When I worked full-time as a range safety officer and instructor, I strove to always act in a professional manner, project confidence and authority, and demonstrate expert range safety skills at all times when on deck. I took that job seriously.

It amazes me to this day how many people bring their sloppy "goin' to the mountains to do a little shootin'" mentality indoors and how upset they get when they're called on lifelong bad habits or freshly-minted poor behavior when handing guns.

These are just a few examples of errant stupidity both when an RO is watching and when ignorant shooters don't think we are:

** One of the benches at our club bears the evidence of sloppy trigger discipline, a clean little 9mm hole punched straight through the board. Thankfully, that particular round went downrange after skipping off the floor about 5 feet ahead of the firing line.

** After exiting the range, a member removed a suppressed Walther P22 from its case at our counter with the intent of explaining a problem he was having with his "can," swept the muzzle across my midsection, and THEN told me "oh, by the way, it's loaded" when handling it.

** During one of my shifts, a member came out to tell me someone was walking around downrange. DOWNRANGE. AT AN INDOOR GUN CLUB. He was visiting the club, shooting an old M1 Garand, and felt it was acceptible for him to crawl under the bench and wander around on his hands and knees picking up brass that had flown forward of the firing line. Seriously.

** Countless times when "expert" shooters who don't need any new training and disdain the Guy in the Red Shirt watching them like a hawk walk off the line with a gun in their hand. Waist level. Muzzle forward. Sometimes they were loaded, sometimes they weren't.

** Countless times when "expert" shooters are showing off - I mean "demonstrating" - their gun knowledge on the line in front of a friend or a significant other and rotate a loaded gun back toward the stall, cover their hand with a muzzle, or perform GOD KNOWS what kind of manipulations with the finger on the trigger.

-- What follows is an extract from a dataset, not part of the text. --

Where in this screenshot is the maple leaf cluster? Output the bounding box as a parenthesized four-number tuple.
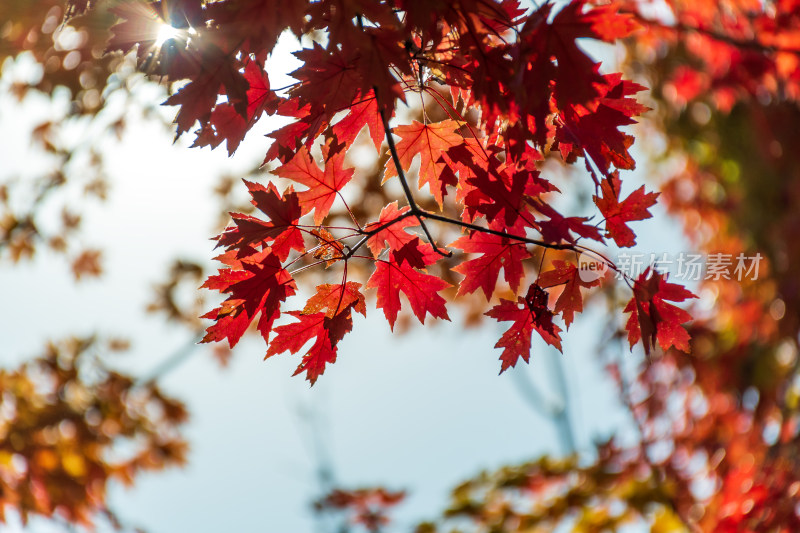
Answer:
(72, 0, 697, 383)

And that's just off the top of my head... even when everything goes right, weird things can happen. I've seen a Glock 26 completely lock up with a live round in the chamber and have even had to play amateur CSI to figure out what happened when a shooter's reloaded cartridge "spontaneously" detonated in its box on the bench.

begin rant
Given my time spent as a professional range safety officer, instructor, lifelong shooter, and frequent competitor, I'm ready to back myself up if I feel compelled to address a safety issue bad enough for me to have to physically go "hands-on." I'm not a poseur, I'm not tacti-cool, and I'm not an Internet Gun Expert. Coming home from work with the same number of organs, orifices, and appendages was my everyday life and I know what I'm talking about.